Former dementia specialist nurse. Ask me anything.

[ElmtreeMama]

Opinions are my own obviously but happy to try and help.

@TimeToBreakFree my wish would be to keep my freedom and I think lots of others think the same way.
Obviously others opinions may be different. But as a society I think we value safety too much often because we are worried about being labelled negligent.

Haha a SAHM.
Freudian slip.

Ah thanks! I hoped that's what you meant as I feel the same!

This thread is very thought provoking.

We are at the point of needing much more care for my MIL and debating between trying to get live in care (she currently lives alone, a hundred miles away, has two daily visits and the company can’t increase it) or looking at care homes. Meanwhile DH is ill and depressed and just sees disaster in whatever we try to do.

MIL always said she didn’t want to leave home but I’m wondering whether a live-in stranger that she will ‘never have seen before’ (which is what she says of her current regular carers!) is going to be any less distressing. I’d hate to walk round my house and find an ‘unexpected’ person there.

Do you think she would learn to recognise them in time?

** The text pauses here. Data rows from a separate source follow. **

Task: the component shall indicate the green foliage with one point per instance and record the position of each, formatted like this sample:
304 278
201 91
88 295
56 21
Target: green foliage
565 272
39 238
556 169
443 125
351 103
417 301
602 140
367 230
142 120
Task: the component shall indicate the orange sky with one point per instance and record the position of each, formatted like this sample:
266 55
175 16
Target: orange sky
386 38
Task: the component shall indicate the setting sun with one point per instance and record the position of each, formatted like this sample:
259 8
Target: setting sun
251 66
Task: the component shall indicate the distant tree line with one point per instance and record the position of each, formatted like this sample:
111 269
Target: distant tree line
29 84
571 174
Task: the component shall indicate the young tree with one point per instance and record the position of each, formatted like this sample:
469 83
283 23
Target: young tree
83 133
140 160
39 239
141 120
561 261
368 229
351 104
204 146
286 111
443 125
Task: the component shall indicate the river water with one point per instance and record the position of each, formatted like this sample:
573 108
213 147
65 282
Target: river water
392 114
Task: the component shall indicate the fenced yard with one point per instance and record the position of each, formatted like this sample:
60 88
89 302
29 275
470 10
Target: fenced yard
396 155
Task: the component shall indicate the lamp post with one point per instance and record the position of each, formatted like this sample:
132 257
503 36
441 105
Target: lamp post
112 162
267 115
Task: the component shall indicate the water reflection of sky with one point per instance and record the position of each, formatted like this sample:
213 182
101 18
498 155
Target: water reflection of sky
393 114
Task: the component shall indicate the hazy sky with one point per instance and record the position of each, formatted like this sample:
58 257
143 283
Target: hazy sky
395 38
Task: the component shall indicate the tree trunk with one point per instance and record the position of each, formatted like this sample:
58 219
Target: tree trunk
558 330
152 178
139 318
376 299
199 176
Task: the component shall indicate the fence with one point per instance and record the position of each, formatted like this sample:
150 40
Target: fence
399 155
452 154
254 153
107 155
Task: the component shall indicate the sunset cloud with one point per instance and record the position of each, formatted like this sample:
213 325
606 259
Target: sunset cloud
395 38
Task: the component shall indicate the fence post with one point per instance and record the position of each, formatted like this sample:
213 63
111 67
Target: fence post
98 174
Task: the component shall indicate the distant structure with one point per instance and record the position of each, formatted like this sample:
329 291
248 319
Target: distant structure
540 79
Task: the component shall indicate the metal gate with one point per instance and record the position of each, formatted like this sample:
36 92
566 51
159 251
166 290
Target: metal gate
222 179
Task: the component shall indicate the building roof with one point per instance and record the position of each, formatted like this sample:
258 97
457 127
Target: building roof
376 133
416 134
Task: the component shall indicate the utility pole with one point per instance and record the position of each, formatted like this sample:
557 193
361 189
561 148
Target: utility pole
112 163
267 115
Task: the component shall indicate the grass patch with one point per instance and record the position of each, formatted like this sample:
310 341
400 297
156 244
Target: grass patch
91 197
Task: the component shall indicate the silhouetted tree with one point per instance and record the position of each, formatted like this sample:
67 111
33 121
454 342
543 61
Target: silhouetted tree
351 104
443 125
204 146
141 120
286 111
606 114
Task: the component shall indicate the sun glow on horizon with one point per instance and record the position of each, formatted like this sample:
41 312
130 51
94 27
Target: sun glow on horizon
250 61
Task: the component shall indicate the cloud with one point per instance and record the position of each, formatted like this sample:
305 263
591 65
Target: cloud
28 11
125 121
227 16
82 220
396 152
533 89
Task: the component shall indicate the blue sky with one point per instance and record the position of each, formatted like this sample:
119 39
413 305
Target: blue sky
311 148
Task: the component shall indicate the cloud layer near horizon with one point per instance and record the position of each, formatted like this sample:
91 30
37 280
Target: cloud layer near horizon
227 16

Mum is 92 and was diagnosed with vascular dementia four years ago after a seizure. I had noticed little ‘gaps’ in her memory previous to her diagnosis, but we put it down to age. I’m just turned 65 and for the last 6 months or so I’ve been experiencing similar gaps. It’s things like forgetting the names of things - for example I was doing an internet shop recently and wanted broccoli. I could see it in my head but as hard as I tried I couldn’t remember what it was called - ended up scrolling through the supermarket website to find a picture so I could get the name from it !! I also find myself unable to name really well known TV and film characters, and occasionally get family members’ names confused. These things happen fairly regularly.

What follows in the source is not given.